Questo lungo preambolo sembrerebbe mal sposarsi con la recensione di un saggio sulla Cina contemporanea. Tuttavia, “Leggere la Cina, Capire il Mondo: narrazioni dominanti e discorso critico in un’era di competizione”, volume collettaneo curato da Marco Fumian 7, credo rappresenti un prezioso antidoto all’avvelenato dibattito pubblico sulla Cina. Una risposta metodologica alle crescenti difficoltà e alle sfide strutturali che la sinologia, ma il sapere critico in generale, si trovano davanti. A partire da un ciclo di seminari patrocinati dalla già citata AISC 8 (“Gli studi cinesi e il discorso pubblico sulla Cina oggi”), e riprendendo le fila di un proficuo dibattito sulla maggiore centralità e responsabilità dei “Sinologi nella Nuova Era” lanciato dal sito “Sinosfere” 9 , il testo vuol proporre la costruzione di una “sinologia critica”. Questa mira ad unire il “rigoroso specialismo accademico” con la necessità “di uscire dai compartimenti stagni di quest’ultimo per indagare in modo aperto e critico la compartecipazione della Cina alle trasformazioni in atto nel mondo di oggi, integrando quindi lo studio della Cina nel novero dei saperi pubblici condivisi che coinvolgono noi e i nostri lettori come cittadini di una comunità democratica.” (pp.25-26). Tale ambizioso quanto necessario obiettivo viene realizzato chiedendo ad autorevoli sinologhe e sinologi di declinare da diverse angolazioni la relazione competitiva tra la Cina e gli Stati Uniti, condividere esperienze e metodologie di ricerca, saldando efficacemente un’analisi di ampio respiro su questo dualismo internazionale con riflessioni e studi sulla sfera nazionale della Rpc.

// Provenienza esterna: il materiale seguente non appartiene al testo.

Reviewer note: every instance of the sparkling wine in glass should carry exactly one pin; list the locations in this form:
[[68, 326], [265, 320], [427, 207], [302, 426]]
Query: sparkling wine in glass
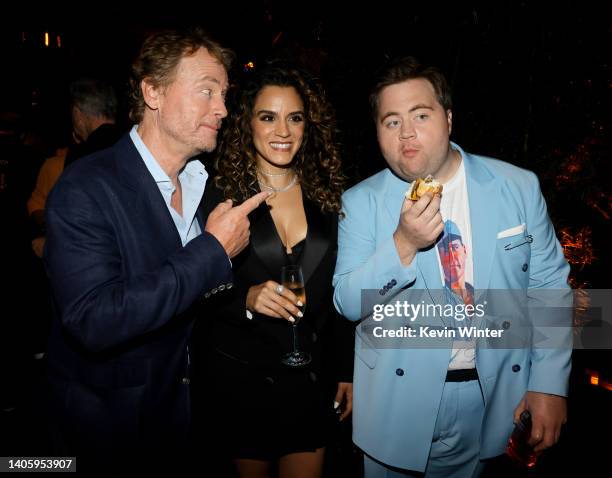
[[293, 279]]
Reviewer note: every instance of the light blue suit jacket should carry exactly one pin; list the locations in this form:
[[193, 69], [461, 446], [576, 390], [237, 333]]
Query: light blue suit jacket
[[397, 392]]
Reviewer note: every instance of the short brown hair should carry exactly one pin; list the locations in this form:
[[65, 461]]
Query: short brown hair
[[408, 68], [159, 57]]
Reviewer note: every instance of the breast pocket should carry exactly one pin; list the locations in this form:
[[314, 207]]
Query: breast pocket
[[515, 255]]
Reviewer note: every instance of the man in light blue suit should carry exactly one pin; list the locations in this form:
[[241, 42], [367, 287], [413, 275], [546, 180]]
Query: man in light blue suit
[[437, 410]]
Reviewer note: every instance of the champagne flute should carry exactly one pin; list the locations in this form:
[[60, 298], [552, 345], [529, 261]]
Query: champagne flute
[[293, 279]]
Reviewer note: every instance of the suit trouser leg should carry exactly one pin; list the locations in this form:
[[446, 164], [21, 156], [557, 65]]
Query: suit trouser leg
[[456, 442]]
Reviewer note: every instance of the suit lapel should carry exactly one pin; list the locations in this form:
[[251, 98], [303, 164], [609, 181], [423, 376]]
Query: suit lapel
[[148, 201], [483, 196], [317, 238], [265, 242]]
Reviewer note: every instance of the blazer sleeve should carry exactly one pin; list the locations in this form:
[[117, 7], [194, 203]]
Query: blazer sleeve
[[364, 261], [100, 303], [550, 301], [230, 303]]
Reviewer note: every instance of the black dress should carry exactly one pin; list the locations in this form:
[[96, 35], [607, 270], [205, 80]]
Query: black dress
[[253, 405]]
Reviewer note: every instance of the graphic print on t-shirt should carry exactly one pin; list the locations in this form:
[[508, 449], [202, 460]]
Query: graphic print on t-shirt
[[454, 256]]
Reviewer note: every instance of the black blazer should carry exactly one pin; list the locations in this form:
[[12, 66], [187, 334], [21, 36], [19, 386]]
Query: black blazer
[[251, 349], [123, 287]]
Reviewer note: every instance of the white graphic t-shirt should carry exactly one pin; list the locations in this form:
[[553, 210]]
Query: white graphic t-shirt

Una suddivisione artificiale del volume che aiuti il lettore ad approcciarsi ad un testo che, nella sua vocazione divulgativa e pubblica non risparmia certamente complessità e profondità d’analisi, credo possa essere la seguente. I primi sei saggi si dipanano attraverso un gioco di specchi in cui Cina e Stati Uniti, con le loro rispettive propagande, narrazioni ed élite si guardano, contendendosi i “sogni”, la Storia, lo sviluppo economico, e, credo aspetto meno noto, anche il primato democratico. Sin dal primo saggio a firma del curatore, “Fra democrazia e autocrazia: leggere la propaganda sulla Cina in un’epoca di competizione” (pp. 31-68), la democrazia con le sue conflittuali interpretazioni diviene il trait d’union della prima metà del volume. Trattando la democrazia, si deve tuttavia discutere quella che dovrebbe essere una sua nemesi, la propaganda.

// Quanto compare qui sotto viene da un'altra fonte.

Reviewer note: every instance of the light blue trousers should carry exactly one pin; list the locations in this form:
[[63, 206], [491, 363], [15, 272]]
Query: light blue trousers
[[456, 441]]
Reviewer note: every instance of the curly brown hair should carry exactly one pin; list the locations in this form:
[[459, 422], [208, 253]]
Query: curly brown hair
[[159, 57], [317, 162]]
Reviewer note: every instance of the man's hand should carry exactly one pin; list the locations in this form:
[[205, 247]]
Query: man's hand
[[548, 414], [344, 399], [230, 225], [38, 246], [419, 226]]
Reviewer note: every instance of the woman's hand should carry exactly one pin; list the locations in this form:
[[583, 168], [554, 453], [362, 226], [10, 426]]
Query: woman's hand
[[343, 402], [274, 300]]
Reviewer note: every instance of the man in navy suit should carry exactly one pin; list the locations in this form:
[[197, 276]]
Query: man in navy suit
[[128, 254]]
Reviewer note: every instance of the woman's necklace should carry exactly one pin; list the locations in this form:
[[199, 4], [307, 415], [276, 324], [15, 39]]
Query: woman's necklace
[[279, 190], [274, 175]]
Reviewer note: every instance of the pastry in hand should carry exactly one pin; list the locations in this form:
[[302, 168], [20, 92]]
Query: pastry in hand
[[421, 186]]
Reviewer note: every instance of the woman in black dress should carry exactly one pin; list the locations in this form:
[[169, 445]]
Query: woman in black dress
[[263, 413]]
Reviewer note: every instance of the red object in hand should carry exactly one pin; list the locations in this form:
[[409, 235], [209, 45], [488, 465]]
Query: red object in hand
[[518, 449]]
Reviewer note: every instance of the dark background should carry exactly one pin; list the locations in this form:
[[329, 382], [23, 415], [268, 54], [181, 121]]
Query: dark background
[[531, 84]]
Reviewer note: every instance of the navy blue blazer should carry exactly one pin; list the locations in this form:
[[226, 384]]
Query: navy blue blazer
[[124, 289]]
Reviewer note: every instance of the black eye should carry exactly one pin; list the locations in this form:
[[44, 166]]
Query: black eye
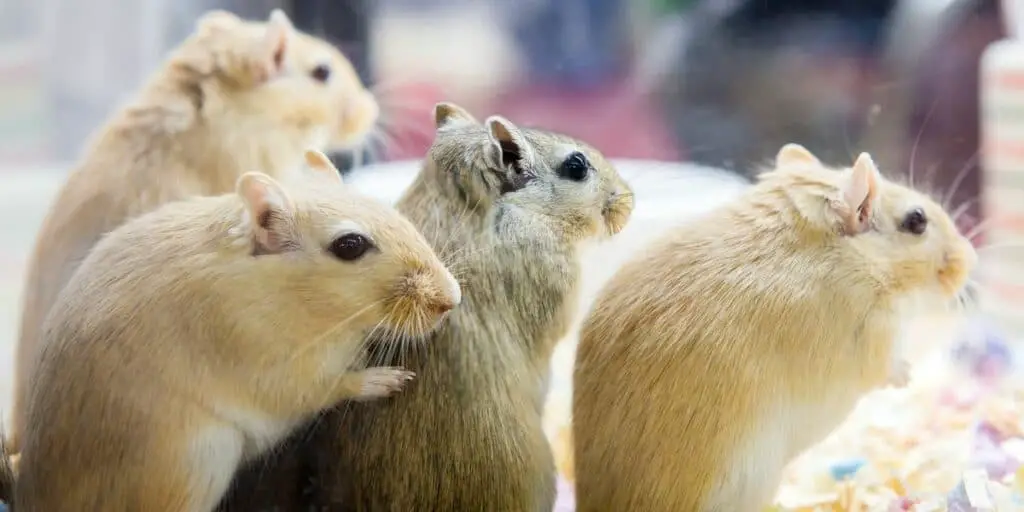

Nella “Propaganda verso l’estero della Repubblica Popolare” (pp 69-94), Sapio offre una puntuale ricostruzione storica della comunicazione politica di Pechino, concludendo che“molte delle narrazioni sulla Cina che ormai fanno parte del sentire comune abbiano avuto origine a Pechino, e siano state convogliate da mass-media cinesi che sono parte integrante dell’apparato di propaganda” (p.70). In qualche modo specchio del saggio di Sapio, segue quello di Lanza, che gode della posizione “privilegiata” di chi conduce studi storici sulla Cina moderna nell’accademia statunitense da oltre vent’anni. Il suo saggio “What does ‘China’ mean? la doxa americana e la ‘nuova guerra fredda’?” (pp.95-114), si interroga sull’evoluzione della prospettiva statunitense sulla Cina, focalizzandosi sull’uniformità dello spettro politico nell’identificare l’ascesa cinese come minaccia sistemica10 .

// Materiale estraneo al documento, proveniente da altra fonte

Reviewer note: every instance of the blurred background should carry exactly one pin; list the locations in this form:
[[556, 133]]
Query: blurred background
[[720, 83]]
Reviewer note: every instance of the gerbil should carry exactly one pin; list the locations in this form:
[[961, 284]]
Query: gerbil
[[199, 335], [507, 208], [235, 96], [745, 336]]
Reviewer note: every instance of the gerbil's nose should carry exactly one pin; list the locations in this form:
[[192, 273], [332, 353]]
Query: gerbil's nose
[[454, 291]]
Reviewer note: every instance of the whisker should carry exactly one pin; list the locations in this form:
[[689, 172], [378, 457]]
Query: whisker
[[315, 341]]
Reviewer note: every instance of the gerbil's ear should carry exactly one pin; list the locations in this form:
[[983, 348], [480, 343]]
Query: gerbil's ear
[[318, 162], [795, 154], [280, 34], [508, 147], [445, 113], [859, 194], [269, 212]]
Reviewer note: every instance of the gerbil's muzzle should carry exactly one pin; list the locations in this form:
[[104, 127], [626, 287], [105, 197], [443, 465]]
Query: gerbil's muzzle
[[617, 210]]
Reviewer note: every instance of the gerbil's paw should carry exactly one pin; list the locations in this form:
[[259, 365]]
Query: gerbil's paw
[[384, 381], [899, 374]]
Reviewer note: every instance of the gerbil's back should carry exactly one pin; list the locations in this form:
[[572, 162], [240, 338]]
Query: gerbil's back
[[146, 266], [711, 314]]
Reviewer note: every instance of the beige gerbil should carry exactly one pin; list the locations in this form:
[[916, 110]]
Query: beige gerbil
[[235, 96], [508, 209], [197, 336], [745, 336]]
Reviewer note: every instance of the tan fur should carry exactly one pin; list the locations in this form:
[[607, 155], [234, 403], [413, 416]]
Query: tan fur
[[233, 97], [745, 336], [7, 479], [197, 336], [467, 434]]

Queste narrazioni e propagande a confronto lasciano spazio alla “democrazia con caratteristiche cinesi: le varie elaborazioni fino alla ‘nuova era’ di Xi Jinping” di Miranda (pp. 1115-138). In continuità con il contributo di Fumian, la sinologa della Sapienza ripercorre “l’importazione del concetto di democrazia” sin dal suo approdo sulle coste cinesi alla fine del XIX secolo. Uno studio granulare che permette sia di sottolineare come la decostruzione della presunzione universale della democrazia occidentale abbia soddisfatto i “bisogni della propaganda interna e internazionale” sia di comprendere come “la democrazia onniprocedurale” quan guocheng renmin minzhu (全过程人民民主) avanzata oggi da Xi non nasca dal nulla. Una “democrazia dei risultati”, una “democrazia che funziona” volta a “migliorare la sua posizione a livello mondiale”, accrescendo “il suo potere discorsivo” (huayuquan 话语权).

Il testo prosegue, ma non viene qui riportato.